EGU 2018 session - HS6.3 Water Level, Storage, floods and Discharge from Remote Sensing and Assimilation in Hydrodynamic Models
The monitoring of river water levels, river discharges, water bodies extent, storage in lakes and reservoirs, flooding and floodplain dynamics plays a key role in assessing water resources, understanding surface water dynamics, characterizing and mitigating water related risks and enabling integrated management of water resources and aquatic ecosystems.
While in situ measurement networks play a central role in the monitoring effort, remote sensing techniques are expected to contribute in an increasing way, as they can provide with homogeneous and near real time measurements over large areas, from local to basin wide, regional and global.

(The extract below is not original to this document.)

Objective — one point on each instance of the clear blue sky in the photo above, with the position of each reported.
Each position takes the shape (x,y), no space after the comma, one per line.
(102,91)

This session concerns measurement and/or estimation of water levels, water extent, flooding, water storage and water discharge of surface water bodies such as rivers, lakes, floodplains and wetlands, through combined use of remote sensing and in situ measurements. Contributions that cover aspects on assimilation of remote sensing together with in situ data within hydrodynamic models are welcome and encouraged.
During the last ten to twenty years a large number of satellites and sensors have been developed and launched that allow to quantify and monitor the extent of open water bodies and flooding (passive microwaves, active microwaves, optical), the water levels (radar and laser altimetry), the global water storage and its changes (GRACE). River discharge, a key variable of hydrological dynamics, although still out of reach with available space borne techniques, can be estimated by combining space/in situ observations and modelling.
Traditional instruments contribute to long-term water level monitoring and provide baseline databases. Scientific applications of more complex technologies like the SAR altimetry on CRYOSAT-2 and further Sentinel-3 missions will also emerge. At the end of the decade the evolution of the technology up to the future SWOT mission will open up many new hydrology-related opportunities.